Figure 2.

Detection of BRAF V595E mutations and MAPK pathway activation. (A) Somatic variant-calling results of the BRAF gene in KU-CTCC-001. In contrast to the blood results, KU-CTCC-001 cells showed heterozygous mutations. Wild-type (thymine) reads were mapped to the reference sequence more than mutant (adenine) reads. The ratio of wild-type to mutants was 59:41. (B) Immunohistochemical (IHC) staining of BRAF mutations and phosphorylated ERK1/2 protein. Tumor tissues were strongly stained with anti-BRAF V600E antibody, suggesting the presence of V595E mutations.
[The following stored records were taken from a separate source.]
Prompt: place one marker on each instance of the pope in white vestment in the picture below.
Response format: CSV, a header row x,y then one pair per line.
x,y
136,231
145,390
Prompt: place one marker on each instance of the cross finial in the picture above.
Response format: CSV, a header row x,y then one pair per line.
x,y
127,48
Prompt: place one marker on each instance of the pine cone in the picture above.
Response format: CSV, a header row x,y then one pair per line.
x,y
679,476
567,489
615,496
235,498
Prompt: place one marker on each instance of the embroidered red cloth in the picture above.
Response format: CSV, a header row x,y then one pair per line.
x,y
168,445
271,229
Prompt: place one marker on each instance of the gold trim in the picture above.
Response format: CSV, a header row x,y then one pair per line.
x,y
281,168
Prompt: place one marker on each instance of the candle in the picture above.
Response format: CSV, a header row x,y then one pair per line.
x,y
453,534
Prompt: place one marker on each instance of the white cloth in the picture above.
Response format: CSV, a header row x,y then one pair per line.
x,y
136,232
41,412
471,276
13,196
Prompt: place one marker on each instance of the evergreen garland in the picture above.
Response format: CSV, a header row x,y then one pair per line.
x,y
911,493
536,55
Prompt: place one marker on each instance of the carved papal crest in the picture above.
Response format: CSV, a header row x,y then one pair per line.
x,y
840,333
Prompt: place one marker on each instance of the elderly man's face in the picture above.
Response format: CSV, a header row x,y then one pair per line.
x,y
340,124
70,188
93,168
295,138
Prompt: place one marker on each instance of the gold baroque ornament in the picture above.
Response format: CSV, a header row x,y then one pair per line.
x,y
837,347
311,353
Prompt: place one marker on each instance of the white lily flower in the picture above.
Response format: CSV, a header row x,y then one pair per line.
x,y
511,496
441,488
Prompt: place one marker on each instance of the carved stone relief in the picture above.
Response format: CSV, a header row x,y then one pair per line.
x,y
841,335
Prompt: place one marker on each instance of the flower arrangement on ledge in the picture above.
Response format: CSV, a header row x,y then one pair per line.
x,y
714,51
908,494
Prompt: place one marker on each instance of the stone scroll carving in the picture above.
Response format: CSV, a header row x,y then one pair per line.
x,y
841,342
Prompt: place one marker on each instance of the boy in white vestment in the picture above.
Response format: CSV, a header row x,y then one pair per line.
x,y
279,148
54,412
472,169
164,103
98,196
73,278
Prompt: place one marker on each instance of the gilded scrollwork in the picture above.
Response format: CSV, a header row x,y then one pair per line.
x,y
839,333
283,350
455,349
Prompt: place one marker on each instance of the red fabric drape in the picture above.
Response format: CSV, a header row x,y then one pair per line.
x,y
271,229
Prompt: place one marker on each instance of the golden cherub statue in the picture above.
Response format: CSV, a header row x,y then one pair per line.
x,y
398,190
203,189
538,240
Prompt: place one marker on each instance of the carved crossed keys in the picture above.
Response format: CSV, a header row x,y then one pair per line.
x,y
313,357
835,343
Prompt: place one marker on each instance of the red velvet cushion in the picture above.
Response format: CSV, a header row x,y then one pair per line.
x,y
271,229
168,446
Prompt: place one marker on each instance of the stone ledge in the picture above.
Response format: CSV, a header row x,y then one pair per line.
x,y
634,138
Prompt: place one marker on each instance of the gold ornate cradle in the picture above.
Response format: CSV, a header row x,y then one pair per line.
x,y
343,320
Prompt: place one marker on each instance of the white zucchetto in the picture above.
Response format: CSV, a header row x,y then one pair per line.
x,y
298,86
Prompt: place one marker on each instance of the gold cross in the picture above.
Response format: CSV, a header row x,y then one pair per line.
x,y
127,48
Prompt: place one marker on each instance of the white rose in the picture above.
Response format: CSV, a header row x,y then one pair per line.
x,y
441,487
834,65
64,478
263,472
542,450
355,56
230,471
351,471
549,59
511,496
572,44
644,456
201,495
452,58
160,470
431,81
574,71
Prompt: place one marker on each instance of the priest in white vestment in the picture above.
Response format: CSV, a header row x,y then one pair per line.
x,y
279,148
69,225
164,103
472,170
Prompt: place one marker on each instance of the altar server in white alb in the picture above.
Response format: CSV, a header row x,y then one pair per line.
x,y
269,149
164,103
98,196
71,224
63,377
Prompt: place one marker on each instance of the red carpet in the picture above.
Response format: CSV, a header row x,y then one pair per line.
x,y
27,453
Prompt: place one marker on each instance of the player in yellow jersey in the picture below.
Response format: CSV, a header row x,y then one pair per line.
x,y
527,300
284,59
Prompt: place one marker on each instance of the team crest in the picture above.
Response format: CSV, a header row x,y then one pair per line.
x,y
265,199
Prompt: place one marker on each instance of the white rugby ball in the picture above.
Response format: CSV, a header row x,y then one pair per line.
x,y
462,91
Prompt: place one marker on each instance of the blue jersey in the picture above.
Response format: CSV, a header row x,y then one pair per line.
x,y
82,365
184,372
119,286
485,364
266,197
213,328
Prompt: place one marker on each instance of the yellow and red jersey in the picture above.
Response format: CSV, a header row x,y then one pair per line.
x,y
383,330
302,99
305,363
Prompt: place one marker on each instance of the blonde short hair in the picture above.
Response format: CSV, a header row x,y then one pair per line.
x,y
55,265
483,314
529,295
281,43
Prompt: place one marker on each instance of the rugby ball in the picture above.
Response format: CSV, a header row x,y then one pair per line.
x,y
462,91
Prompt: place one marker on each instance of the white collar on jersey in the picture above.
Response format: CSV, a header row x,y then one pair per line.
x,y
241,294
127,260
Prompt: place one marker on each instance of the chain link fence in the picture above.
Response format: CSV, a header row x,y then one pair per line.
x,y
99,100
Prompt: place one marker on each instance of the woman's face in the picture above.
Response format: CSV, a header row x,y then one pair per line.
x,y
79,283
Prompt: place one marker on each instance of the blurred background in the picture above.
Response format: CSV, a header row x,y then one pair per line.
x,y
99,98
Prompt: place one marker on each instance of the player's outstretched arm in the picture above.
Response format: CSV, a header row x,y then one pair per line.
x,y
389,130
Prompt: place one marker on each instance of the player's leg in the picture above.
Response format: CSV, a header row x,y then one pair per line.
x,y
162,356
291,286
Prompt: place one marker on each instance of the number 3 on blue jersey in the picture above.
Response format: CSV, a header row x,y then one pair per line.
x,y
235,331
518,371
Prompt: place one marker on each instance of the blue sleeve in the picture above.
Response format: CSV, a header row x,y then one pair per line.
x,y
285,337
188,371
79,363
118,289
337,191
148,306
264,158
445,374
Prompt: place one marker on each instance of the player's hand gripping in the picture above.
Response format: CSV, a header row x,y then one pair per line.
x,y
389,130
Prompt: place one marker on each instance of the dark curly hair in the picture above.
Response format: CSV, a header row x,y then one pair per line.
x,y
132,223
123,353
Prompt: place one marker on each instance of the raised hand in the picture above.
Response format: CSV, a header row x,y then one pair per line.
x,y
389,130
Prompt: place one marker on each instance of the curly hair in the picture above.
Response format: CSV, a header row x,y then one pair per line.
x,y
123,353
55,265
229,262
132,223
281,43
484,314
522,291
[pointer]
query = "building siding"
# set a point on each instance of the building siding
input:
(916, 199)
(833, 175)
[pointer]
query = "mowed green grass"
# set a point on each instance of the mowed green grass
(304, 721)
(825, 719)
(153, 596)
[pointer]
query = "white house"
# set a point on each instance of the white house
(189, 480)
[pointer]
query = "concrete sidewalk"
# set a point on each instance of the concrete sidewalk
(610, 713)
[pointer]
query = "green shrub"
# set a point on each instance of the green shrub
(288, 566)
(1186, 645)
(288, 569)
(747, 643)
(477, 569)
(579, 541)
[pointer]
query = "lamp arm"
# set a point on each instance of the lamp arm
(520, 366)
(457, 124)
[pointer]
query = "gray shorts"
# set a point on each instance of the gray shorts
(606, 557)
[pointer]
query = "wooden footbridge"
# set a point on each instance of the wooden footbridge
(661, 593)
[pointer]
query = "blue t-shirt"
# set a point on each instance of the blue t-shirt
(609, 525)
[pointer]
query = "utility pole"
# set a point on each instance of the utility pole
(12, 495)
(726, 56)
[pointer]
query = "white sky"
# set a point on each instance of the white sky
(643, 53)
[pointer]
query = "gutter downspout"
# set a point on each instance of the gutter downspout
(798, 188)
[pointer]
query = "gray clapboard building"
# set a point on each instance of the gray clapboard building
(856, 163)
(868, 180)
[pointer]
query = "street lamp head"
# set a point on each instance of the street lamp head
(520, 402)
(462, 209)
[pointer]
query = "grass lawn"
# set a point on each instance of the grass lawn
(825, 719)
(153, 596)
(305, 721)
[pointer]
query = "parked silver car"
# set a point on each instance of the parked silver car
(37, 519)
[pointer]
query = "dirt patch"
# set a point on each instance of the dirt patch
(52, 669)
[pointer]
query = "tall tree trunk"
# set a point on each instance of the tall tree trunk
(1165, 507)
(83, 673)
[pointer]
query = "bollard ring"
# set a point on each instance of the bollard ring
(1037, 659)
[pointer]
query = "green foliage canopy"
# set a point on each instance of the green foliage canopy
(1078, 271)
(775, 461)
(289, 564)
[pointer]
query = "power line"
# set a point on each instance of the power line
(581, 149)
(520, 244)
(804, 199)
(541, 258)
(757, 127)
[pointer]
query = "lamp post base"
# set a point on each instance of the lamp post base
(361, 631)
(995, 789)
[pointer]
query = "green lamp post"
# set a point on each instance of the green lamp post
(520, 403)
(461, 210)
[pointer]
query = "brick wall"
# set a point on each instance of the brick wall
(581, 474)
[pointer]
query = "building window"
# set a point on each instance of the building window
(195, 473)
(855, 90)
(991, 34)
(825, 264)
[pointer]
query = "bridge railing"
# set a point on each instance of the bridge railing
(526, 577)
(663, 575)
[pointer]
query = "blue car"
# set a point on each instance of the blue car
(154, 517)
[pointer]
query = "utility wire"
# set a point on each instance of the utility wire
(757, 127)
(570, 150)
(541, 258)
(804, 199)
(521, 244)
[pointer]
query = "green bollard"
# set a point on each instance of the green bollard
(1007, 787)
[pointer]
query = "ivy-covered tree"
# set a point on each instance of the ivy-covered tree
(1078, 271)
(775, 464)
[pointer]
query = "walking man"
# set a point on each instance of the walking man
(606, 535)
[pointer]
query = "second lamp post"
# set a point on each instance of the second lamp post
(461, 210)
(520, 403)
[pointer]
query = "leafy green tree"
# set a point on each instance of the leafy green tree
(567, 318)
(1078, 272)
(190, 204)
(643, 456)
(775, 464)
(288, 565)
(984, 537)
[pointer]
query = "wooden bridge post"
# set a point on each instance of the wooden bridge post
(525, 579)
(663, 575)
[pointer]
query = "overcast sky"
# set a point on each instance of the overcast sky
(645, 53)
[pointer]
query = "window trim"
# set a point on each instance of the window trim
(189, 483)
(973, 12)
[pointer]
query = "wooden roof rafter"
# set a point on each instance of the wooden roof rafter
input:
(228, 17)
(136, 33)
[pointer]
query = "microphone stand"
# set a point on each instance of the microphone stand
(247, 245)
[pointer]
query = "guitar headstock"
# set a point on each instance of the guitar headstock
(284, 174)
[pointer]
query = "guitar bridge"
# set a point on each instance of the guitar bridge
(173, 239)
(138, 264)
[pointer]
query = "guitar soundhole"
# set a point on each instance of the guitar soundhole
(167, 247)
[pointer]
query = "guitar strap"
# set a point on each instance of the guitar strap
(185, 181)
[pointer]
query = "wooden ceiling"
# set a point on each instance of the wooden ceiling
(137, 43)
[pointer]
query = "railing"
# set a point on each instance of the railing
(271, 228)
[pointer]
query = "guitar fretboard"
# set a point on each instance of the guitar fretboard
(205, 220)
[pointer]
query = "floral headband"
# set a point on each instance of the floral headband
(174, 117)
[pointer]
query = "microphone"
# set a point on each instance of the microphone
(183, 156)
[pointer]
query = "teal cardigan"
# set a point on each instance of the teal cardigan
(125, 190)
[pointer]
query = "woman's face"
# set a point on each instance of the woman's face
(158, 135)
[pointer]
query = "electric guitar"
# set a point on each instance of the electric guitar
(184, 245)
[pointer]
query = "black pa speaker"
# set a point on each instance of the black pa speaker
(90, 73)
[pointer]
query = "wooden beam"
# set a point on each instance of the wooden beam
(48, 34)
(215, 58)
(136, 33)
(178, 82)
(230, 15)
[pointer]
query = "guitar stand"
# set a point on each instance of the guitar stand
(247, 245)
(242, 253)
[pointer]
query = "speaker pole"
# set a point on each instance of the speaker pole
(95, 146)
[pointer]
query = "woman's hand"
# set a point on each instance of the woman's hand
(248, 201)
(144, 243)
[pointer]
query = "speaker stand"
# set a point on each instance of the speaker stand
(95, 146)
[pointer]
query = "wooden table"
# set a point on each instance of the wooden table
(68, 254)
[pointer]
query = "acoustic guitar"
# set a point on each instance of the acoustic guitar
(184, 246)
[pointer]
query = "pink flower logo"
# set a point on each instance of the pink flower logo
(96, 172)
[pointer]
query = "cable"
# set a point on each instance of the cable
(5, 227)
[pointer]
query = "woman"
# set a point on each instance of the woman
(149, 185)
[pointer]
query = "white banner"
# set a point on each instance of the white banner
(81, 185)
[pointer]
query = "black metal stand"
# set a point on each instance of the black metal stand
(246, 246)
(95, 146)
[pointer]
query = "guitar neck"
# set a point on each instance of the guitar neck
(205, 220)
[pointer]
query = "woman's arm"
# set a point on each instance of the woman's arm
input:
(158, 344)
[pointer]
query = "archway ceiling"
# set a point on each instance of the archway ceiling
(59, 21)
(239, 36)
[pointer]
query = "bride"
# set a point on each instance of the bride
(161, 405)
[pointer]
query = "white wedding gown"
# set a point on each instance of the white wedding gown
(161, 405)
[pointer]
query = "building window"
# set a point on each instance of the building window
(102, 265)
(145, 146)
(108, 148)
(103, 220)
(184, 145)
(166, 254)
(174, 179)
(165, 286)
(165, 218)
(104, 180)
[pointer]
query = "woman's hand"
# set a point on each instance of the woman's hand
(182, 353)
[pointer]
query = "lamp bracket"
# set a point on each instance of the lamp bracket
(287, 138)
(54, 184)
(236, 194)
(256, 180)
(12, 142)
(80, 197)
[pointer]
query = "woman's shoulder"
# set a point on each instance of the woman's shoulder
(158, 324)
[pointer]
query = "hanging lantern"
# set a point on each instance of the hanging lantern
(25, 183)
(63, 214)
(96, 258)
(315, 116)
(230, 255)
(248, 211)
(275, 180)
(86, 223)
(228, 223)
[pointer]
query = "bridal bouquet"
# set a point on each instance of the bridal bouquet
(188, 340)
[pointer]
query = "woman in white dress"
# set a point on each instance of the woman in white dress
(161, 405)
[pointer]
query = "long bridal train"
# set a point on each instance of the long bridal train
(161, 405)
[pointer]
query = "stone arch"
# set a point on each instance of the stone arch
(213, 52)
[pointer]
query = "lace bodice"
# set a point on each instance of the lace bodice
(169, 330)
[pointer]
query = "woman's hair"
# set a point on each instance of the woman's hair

Phosphorylated ERK1/2 protein was also highly expressed in the tumor tissues. (C) Detection of BRAF V595E mutations by Sanger sequencing. Heterozygous mutations were confirmed not only in KU-CTCC-001 cell lines but also in the other cell lines. Furthermore, tumor-dissociated cells derived from the xenograft mouse model injected with KU-CTCC-001 cells (TCC-001-XDC) showed a similar ratio of wild-type to mutants as the original cell line (KU-CTCC-001). (D) MAPK pathway activation at the protein level. The expression of phosphorylated MEK1/2 protein and phosphorylated ERK1/2 protein was similar to that of human BRAF V600E mutant cell lines (A375P and G361) and higher than that of the D17 cell line.